Nicole Beckett, founder of Agogo Threads in Colorado, has advice for pinup rookies: "Wear traditionally conservative pieces like a pencil skirt and calendar girl sweater, but wear them a size too small. ... It's not risque and not dowdy all at the same time. Black plastic frame glasses a plus!"

"Fishnet stockings are always good, flowers in your hair, and cat-eye eye liner" help make the pinup look, says Cody Brown, a pinup enthusiast who lives in Baltimore. "For shoes, you want to go for thick heels instead of spike, which are a little more trashy. You're going for class and elegance."

Above all, pinup is a state of mind, says Vivian Needum of Forever Alice, a vintage clothing store in Waverly. "The spirit is awakened from inside of a person" when she dons glamorous threads, she says. "It's that look of Marilyn Monroe, and it will never go away."

Where to find the look

* Atomic Magazine, "the essential guide to the retro revival," has an exhaustive online directory of stores specializing in vintage clothing and other products.
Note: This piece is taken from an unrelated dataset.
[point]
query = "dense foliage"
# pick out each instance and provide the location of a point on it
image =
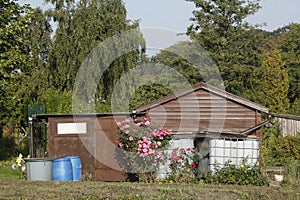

Visit www.atomicmag.com.

* Author Daniela Turudich has written numerous books on how to achieve that pinup gloss, including 1940s Hairstyles, (Streamline, 2001, $15.75) and 1950s Hair: Hairstyles from the Atomic Age of Cool (Streamline, April 2004, $15.95.) With Angela Bjork, she has also written Vintage Face: Period Looks from the 20s, 30s, 40s, & 50s (Streamline, 2001, $12.95).

* Baltimore itself is a fount of pinup possibilities. Comb the thrift shops, vintage boutiques and hip clothing and gift shops around the city, and assemble a bombshell look that can be as provocative or as prim as you choose.